Gonadoblastoma risk in women with dysgenetic gonads
Most patients with dysgenetic gonads have a 45,X/46,XY chromosome picture in their blood cells suggesting the dysfunction of some genes on the X and Y chromosomes expressed in gonad or germ cells of the early embryo. This view gains support from the fact that a gonadal tumor composed of germ cells and gonad derivatives called “Gonadoblastoma” is found almost exclusively (96%) in the dysgenetic gonads of 46,XY individuals. These so called germ line tumors (gonadoblastoma, dysgerminoma, seminoma) are described in the literature to occur with a risk of at least 30% in this patient group. In the clinic, these patients are therefore usually advised a complete removal of their gonad before puberty.
However, the question is raised whether the mere presence of the Y chromosome is sufficient for this high gonadoblastoma risk, or whether it is more likely that only the “expression dose” of one or more Y genes mapped to the GBY locus and expressed in fetal gonads and germ cells is responsible for the development of tumor cells in the dysgenetic gonad later on ?
Within the german research network “Disorders of Sex Development (DSD)” centered in Lübeck and granted by the BMBF (Bundesministerium für Bildung und Forschung), we now have established a clinical diagnostic center between the unit of “Paediatric Endocrinology and Diabetes” of the children’s clinic and our molecular diagnostic laboratory for analysis of the molecular etiology of tumor cell development in all patients (males or females) with dysgenetic gonads.
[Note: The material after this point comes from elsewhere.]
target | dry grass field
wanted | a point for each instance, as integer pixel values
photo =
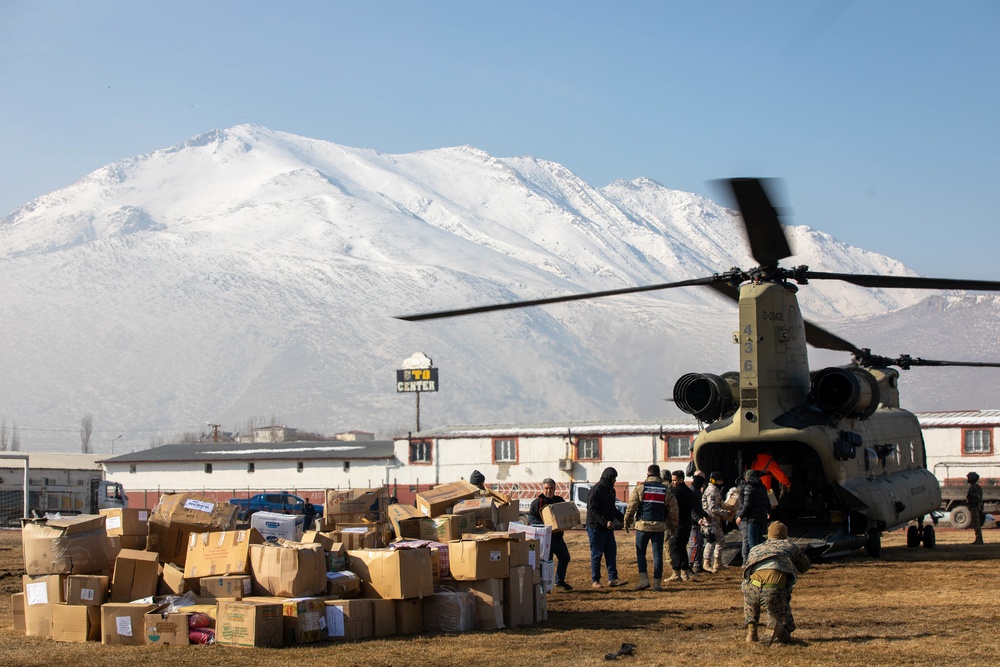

What happens during the GBY study ?
Patients interested in taking part in this study are asked to contact us directly by phone or letter or e-mail, or via their doctors for getting more detailed informations about the benefits and personal risks of this molecular genetic approach aimed to reveal the real personal risk for gonadal tumor development. After informed consent has been obtained the network coordinators will provide the doctors with a comprehensive questionnaire including a clinical anamnesis protocol and a complete endocrinological diagnostic scheme. Blood samples (25 ml EDTA blood) will then be collected from every patient and sent to Heidelberg for DNA and RNA extraction together with a completed GBY-genes-questionnaire.
The doctor will also indicate the appropriateness and consent of the patient to have a gonadal tissue biopsy performed for analysing its inherent tumor risk. Gonadal tissue samples fixed and embedded in paraffin blocks from each patient for identification of the precise tissue pathology are first evaluated from the collaborating clinical center including an analysis of putative neoplastic cells and their classification as gonadoblastoma or dysgerminoma cells (right and left gonad sample are recommended for separate diagnosis).
The rest of the patient´s gonad tissue, i.e., not needed for fixed paraffin sections, is collected in a special cryo-tube and snap-frozen immediately after surgical removing on dry ice or plunged in liquid nitrogen. The frozen tissue samples are sent directly to Heidelberg in a dry ice box. All data are centrally and anonymously collected in the existing clinical network database.
The blood sample of the patients is also needed for analysing the potential benefit of blood cells in diagnosing the expression quality of the GBY genes and their X homologues in this easily accessible cell type. Comparison of their expression profiles in blood cells and gonad cells will reveal whether it might be possible to prognose the patient´s risk for gonadal tumor cells already from blood cells in future.
Benefits/risks
The examination does not involve any risks beyond the standard clinical diagnostic programme. The costs of the GBY gene expression diagnosis are taken over by the collaborating research centers. Of course, the genetic material extracted from the blood cells or tissue (DNA or RNA) is not used to carry out any other kind of genetic analysis.
A direct benefit for the patient would be that this study might diagnose a lower gonadal tumor risk than given before and that the general recommendation of removal the complete gonads in case of dysgenesis and Y chromosome can be omitted.